A nossa nova e brilhante estrela nasceu na constelação de touro e já estreou em grande estilo neste ano de 2024. Apresentou-se em festas e festivais que representam sonhos não alcançados por muita gente mais experiente e nos conta como o trabalho duro e a paciência de alimentar e completar a gestação do seu projeto foi determinante neste grande e fabuloso início de carreira. Confiram:

Você sempre pareceu bem misteriosa e de poucas palavras, características comuns em pessoas que se expressam visceralmente através da arte. Quando surgiu essa vontade para produzir psytrance?

Eu conheci o psytrance há quase 20 anos, quando ainda morava no Espírito Santo, e logo de cara me encontrei dentro deste universo. Sempre que possível estava nas festas e festivais, e era onde eu me sentia bem. No quesito artístico, sempre fui encantada pela dança e pela música, e desde quando eu era apenas parte do público, eu vislumbrava poder me expressar neste movimento, não só através da dança na pista, mas também através da música que vai guiar a dança, trazendo minhas ideias e referências que eu gostaria de ouvir dentro do psytrance. Pouco mais de 10 anos atrás eu estava conversando com a DJ Kali, e disse a ela que gostaria de tocar também, que gostaria de produzir minha própria música. Então ela me convidou para fazermos uma prática na casa dela com CDJ, pra eu ver como era mixar, e que talvez eu pudesse gostar também. Ela foi super aberta comigo e me deixou livre pra levar meus pendrives com minhas referências. Eu sempre curti sons mais obscuros e com velocidade mais alta, era raro ver essa categoria de som nas festas, e era isso que eu gostaria de levar para a pista. No dia eu levei como referência aqueles Psycore bem extremos, no mínimo uns 210 bpm, e foi bem engraçada a experiência. Não rendeu muito aprendizado nos decks, mas o apoio e estímulo de uma amiga tão talentosa foi muito importante pra mim e também a diversão foi garantida. Mais tarde, em 2016 eu, a Jana Sarzi e o Vinicius Oliveira (galera do renomado Pulsar Festival) estivemos no estúdio do DJ e produtor Franco Auriemma, que nos deu um panorama muito bacana do processo criativo da produção. Naquele momento tive mais clareza do que é ser uma produtora, e percebi que era um estudo bem complexo, que me exigiria dedicação e um maior preparo financeiro para custear as aulas e adquirir os equipamentos básicos, não sendo possível para mim iniciar minha jornada naquele momento. Até que em 2016 conheci o meu marido, João (Marambá), e desde as nossas primeiras conversas, manifestei o interesse de produzir. No ano seguinte voltei a morar em São Paulo e a partir daí ele virou meu professor e mentor.
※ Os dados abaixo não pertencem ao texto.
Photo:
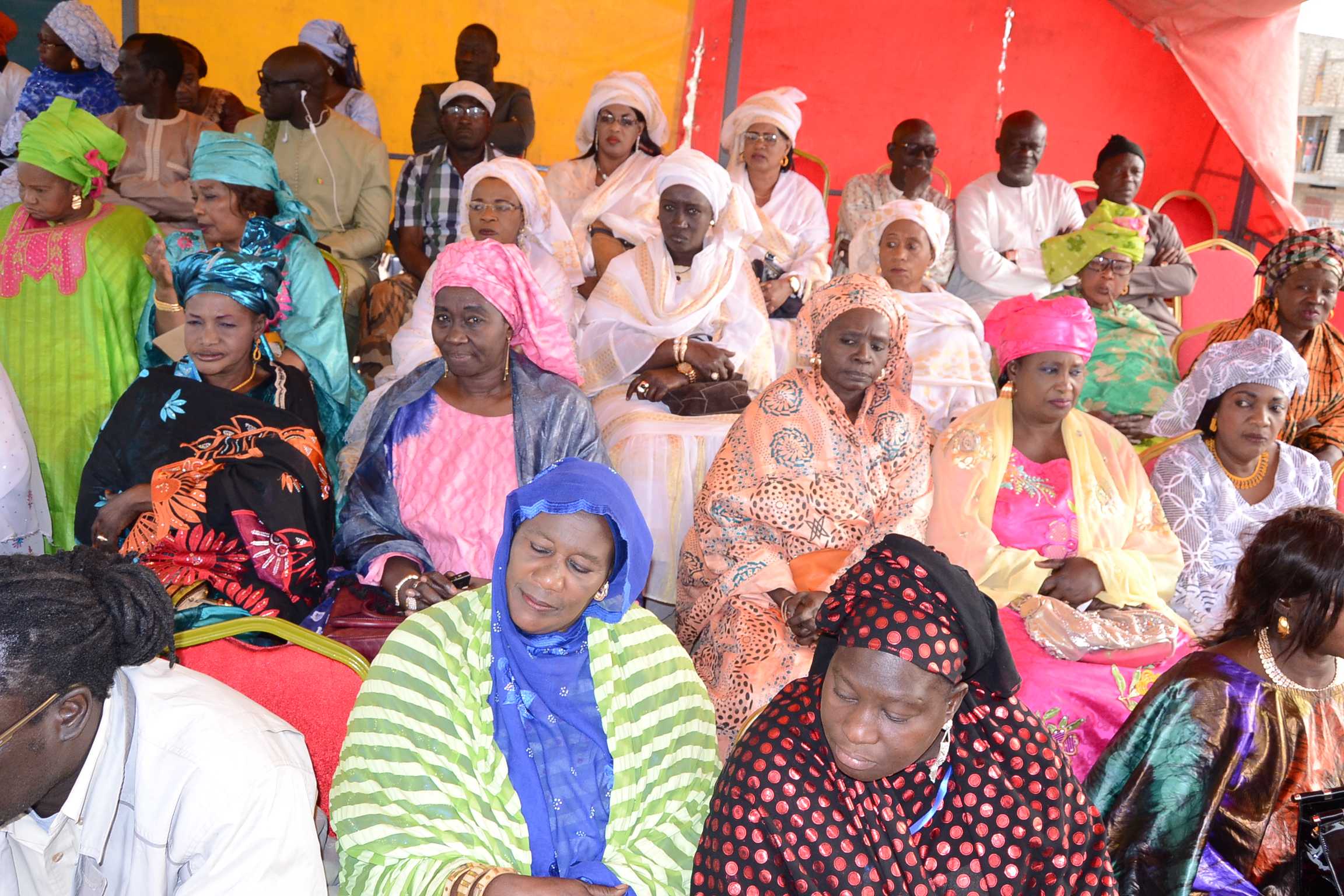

Xibalba Festival - Rio Grande do Sul (2024).

Acompanhei a sua estreia oficial através das redes sociais a estreia oficial da Khaline na HTR 7 e foi uma apresentação muito autêntica e impactante, surpreendendo muita gente no contexto de um line up recheado de monstros do psytrance. Você se apresentou em festas menores e reuniões de amigos antes para ganhar confiança ou foi “diretão” assim mesmo? Conta pra gente qual o sentimento, como foi essa experiência?

Minha primeira apresentação foi direto na Hitech Revolution, e foi absolutamente surreal, transcendental! Eu sabia da responsabilidade e experimentei todas as preocupações e ansiedades que a ocasião permitia: medo de errar, preocupação com o julgamento, minha timidez, e por aí vai. Fazer parte de um line up tão cabuloso e sabendo a importância nacional e internacional que a HTR tem por sua representatividade, foi um mix de emoções que me fez vibrar de uma forma única! Eu tremia, sentindo toda a adrenalina da primeira vez fazendo algo novo, e que era tão esperado por mim. Mas me entreguei completamente e sinto que vivi a experiência mais realizadora da minha vida até o momento. Eu tinha experiência de palco apenas como bailarina de danças orientais, e estar ali, fazendo um novo ofício, foi um renascimento do meu lado artístico. Eu transcendi minha introspecção e pude, enfim, compartilhar em primeira mão a arte que eu vinha produzindo, quase que secretamente, nos últimos anos. Foi uma experiência que me revitalizou, e vou me dedicar para continuar fazendo isso.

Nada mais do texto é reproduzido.